もちろん、浮気相手の男爵令嬢コレットにも。彼女がグランツ以外の男とも交流があっても知らない。
「婚姻前の妊娠は托卵を疑われます。」
「たくらん?」
「例えば、コレット様のお腹にいる子供の父親が本当にグランツ殿下かどうか証明が難しいということです。」
「え……?それって恋人が一人じゃないかもしれないってこと?」
まぁ、そんな発想のなかった王妃様は間違いなく国王陛下だけだったのでしょうね。
「不特定多数がいる学園ではその可能性もあるということです。
つまり、グランツ殿下の不適切な関係を咎めることなく婚約者以外との恋を黙認した王妃様にも罪があることをおわかりいただけましたか?」
あのお腹の子供は本当にグランツの子供なの?って王妃様、話聞いていました?
男爵令嬢コレットのお腹の子供が本当にグランツ殿下の子なのかを気にしだした王妃様がふと聞いてきた。

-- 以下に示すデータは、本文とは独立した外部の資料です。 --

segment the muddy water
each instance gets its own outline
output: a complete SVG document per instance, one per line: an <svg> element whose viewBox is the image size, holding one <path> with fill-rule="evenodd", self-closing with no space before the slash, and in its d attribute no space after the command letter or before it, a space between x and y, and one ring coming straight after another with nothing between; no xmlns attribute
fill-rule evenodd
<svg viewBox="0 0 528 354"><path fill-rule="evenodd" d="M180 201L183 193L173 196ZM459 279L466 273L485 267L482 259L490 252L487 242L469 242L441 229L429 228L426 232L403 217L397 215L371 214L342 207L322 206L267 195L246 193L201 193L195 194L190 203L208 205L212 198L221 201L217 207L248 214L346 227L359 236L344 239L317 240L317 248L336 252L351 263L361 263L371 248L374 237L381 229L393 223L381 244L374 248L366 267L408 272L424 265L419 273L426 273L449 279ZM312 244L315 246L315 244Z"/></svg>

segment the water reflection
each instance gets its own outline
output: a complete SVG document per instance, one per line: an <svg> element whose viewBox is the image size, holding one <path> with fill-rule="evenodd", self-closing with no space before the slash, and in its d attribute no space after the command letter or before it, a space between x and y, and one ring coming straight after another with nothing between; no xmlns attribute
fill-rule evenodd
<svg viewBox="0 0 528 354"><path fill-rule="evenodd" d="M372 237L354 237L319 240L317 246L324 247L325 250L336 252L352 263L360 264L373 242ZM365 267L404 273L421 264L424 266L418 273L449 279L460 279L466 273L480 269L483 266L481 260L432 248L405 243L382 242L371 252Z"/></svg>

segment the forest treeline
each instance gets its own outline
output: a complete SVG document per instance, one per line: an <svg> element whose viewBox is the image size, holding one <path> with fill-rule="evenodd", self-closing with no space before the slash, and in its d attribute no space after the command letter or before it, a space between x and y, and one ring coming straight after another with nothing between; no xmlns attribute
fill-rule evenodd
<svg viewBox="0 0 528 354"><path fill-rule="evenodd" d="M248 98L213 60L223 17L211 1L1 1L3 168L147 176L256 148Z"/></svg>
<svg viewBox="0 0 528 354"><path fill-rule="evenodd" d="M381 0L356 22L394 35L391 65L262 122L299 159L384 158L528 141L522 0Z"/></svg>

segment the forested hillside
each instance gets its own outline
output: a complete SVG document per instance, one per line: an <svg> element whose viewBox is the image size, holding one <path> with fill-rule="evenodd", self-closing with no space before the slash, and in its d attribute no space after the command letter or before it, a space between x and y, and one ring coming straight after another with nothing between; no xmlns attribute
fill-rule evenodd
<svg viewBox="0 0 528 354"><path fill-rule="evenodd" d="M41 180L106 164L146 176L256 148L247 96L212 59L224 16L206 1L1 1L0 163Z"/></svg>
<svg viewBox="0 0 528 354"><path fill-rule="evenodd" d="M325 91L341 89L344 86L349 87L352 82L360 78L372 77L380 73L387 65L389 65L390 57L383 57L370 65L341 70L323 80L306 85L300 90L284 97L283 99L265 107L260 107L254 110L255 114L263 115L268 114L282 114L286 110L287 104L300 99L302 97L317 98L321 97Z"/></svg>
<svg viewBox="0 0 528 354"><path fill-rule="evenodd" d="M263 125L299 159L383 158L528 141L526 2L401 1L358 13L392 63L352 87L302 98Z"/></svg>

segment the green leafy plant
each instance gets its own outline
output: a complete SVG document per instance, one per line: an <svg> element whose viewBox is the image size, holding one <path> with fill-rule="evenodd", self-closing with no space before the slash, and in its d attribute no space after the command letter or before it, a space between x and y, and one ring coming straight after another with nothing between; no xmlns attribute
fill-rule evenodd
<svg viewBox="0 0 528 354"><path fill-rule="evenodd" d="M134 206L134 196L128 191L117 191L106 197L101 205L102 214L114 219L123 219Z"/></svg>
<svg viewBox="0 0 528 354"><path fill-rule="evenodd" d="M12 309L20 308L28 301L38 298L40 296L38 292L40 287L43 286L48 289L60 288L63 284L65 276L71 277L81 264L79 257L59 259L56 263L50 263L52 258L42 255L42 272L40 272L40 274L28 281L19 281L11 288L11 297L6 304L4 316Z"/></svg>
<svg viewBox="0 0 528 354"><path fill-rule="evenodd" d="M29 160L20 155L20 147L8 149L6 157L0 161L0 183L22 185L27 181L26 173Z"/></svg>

「あら?未婚で妊娠したのは私もよね?え……グランツはルドルフの子供じゃないって思われてる?」
「確かに当時、そんな声も聞かれたようですが、国王陛下が間違いないと言い張ったそうです。」
「そうなの?あーよかった。あ、間違いなくルドルフの子よ?だって、避妊薬を吐き出してワザと妊娠したのだから。」
……これにはチェルシーだけでなく、ずっと傍観者のように会話を聞いている4人の令嬢も呆気にとられた。
「ワザと、ですか?」
「そう。侍女にね、このまま卒業したらルドルフになかなか会えなくなるし、忘れられてしまうかもしれないって言われたの。そばにいたいなら妊娠すればいいから飲まされた避妊薬を吐き出したらいいって口の中に指を突っ込まれたわ。」
……侍女、あなたのせいなのね。
妊娠しなくても、国王陛下はルネーゼリア様を愛妾にしていて手放さなかったと思う。
そうなっていれば、ネフェリーナ様が王太子妃・王妃になっていて、ルネーゼリア様のせいで国が嘲笑されることもなくグランツ殿下も産まれることはなかった。
そうよね。ルネーゼリア様にそんなこと企む頭があるはずがない。
侍女ひとりのせいで、この国はフラフラし続けてきたらしい。
まさか、コレット様も同じことをして妊娠した?
グランツ殿下の子供だとは思うけど、学園の外や家の中のことまではわからない。
他の男の子供の可能性がないわけではない。
ルドルフ国王陛下が男爵令嬢コレットにこっそり見張りをつけていたりは……しないかなぁ。
関係ないからいいけど。
……関係ないことはないわ。ローランド様の異母兄グランツの妻と子になるのよね。面倒。